虎のメイドが丁寧に着せてくれて、身だしなみも整えてくださった。
やはり普段からやっているプロは違うな。
そしてその後には、綺麗な姿をした私が鏡に映っていた。あとは顔の毛並みを自分で整えるだけだ。
「ありがとうございます」
「とてもお似合いですよ。」
窮屈な感じもない、腰のベルトがきついような感じもない。指摘するところもなく、完璧であった。
そして私は顔の毛を整えに行こうと別室の洗面台へと向かう途中で、まだ下着しか着ていないカイロと焦りまくっている虎のメイドを見た。
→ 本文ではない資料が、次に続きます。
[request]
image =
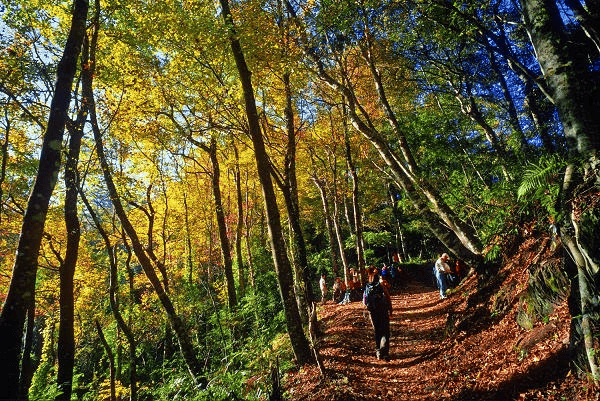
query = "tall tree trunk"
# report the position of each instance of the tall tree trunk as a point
(338, 233)
(220, 215)
(239, 224)
(27, 368)
(289, 187)
(300, 343)
(188, 238)
(111, 361)
(66, 334)
(465, 243)
(113, 280)
(21, 292)
(185, 345)
(575, 90)
(329, 223)
(358, 227)
(4, 150)
(225, 246)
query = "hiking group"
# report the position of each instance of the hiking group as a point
(375, 294)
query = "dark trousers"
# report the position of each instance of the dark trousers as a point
(380, 319)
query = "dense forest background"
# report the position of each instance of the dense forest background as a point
(176, 174)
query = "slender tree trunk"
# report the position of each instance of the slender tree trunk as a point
(329, 223)
(114, 306)
(27, 367)
(289, 188)
(21, 292)
(4, 150)
(575, 90)
(338, 234)
(219, 212)
(248, 227)
(66, 334)
(111, 361)
(300, 343)
(188, 238)
(358, 227)
(239, 225)
(189, 354)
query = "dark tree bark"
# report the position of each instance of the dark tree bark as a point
(300, 343)
(574, 87)
(320, 184)
(215, 176)
(111, 361)
(114, 306)
(457, 236)
(186, 347)
(357, 213)
(239, 225)
(21, 293)
(66, 335)
(4, 150)
(289, 187)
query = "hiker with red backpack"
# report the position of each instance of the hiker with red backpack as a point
(379, 304)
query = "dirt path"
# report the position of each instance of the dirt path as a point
(417, 335)
(430, 357)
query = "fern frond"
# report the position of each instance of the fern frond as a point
(540, 175)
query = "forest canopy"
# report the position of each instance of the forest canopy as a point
(176, 174)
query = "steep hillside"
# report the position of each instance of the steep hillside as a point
(469, 346)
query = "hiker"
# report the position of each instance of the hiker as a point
(323, 286)
(442, 270)
(339, 290)
(379, 304)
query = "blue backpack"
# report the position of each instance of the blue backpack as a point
(374, 297)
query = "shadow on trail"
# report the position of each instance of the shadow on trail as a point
(538, 376)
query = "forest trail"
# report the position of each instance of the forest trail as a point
(440, 350)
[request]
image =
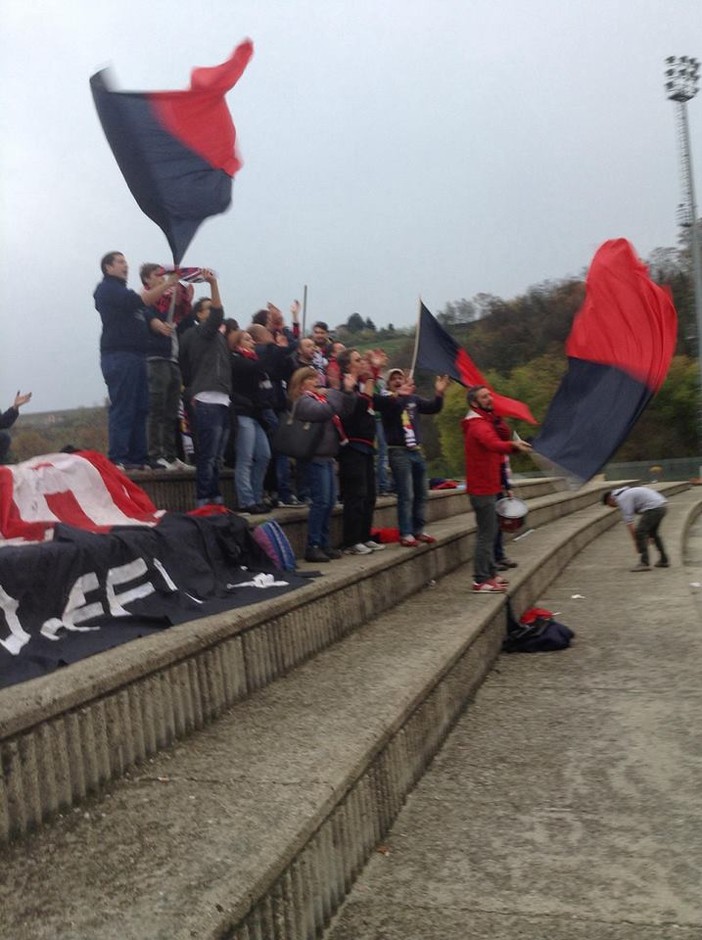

どうやら緊急で衣装を用意したらしく、なかなか合うものが見つからないようで、メイドも大変そうであった。カイロが何をすればいいのか分からずにおどおどしてしまっている。
仕方ないので私は声をかけることにしました。
「すみません!」
「大丈夫ですか?」
「あっカイラさん!その、カイロ様に合う大きさのスーツが見つからなくて!」
「寸法は計ったか?」
「ええ、計ったので合うサイズを選んだのですが、いかんせん腕が長すぎてしまって。時間もないので仕立てもできず……」
「え、折りたたんでもいいんじゃないか?」
「……は!完全に視野から外れてました!」
「はぁ……」
たぶんこのメイドは見習いだろう。袖を畳んでもかなり形がいびつになってしまっていた。
「すみません!」
「あはは……」
カイロも気まずそうに愛想笑いが出てしまうほどであった。
一応カイロ本人にも巻かせてみたが、同じくいびつになってしまっていた。
「うう、人のこと言えない……」
「そんなに落ち込まなくとも」
「メイドとしてこのくらいできないと!」「マナーなのでできないと恥です!」
「ああ同時にしゃべらないで!」
二人の逆鱗にかすってしまった。その気持ちもわかるが、焦ると余計こんがらがるのは仕事上の経験と同じことだ。焦ると物事は何も進まない。
「今回はわたしがやりますね」
「はい、すみません。練習しておきます」
メイドが半泣きでそう言ってしょんぼりとしてしまった。
私はゆっくりとカイロのスーツを腕の長さに合わせて何回か巻いた。するときっちりとした袖ができた。もう片方もずれないように調整しながら、しっかり準備してあげると、カイロはその自分が映った鏡に姿を映してははしゃいでいた。
「きれいですね、この衣装」
「さて、私は行くぞ」
「ありがとうございました!」
そう言ってすぐに洗面台に向かったのであった。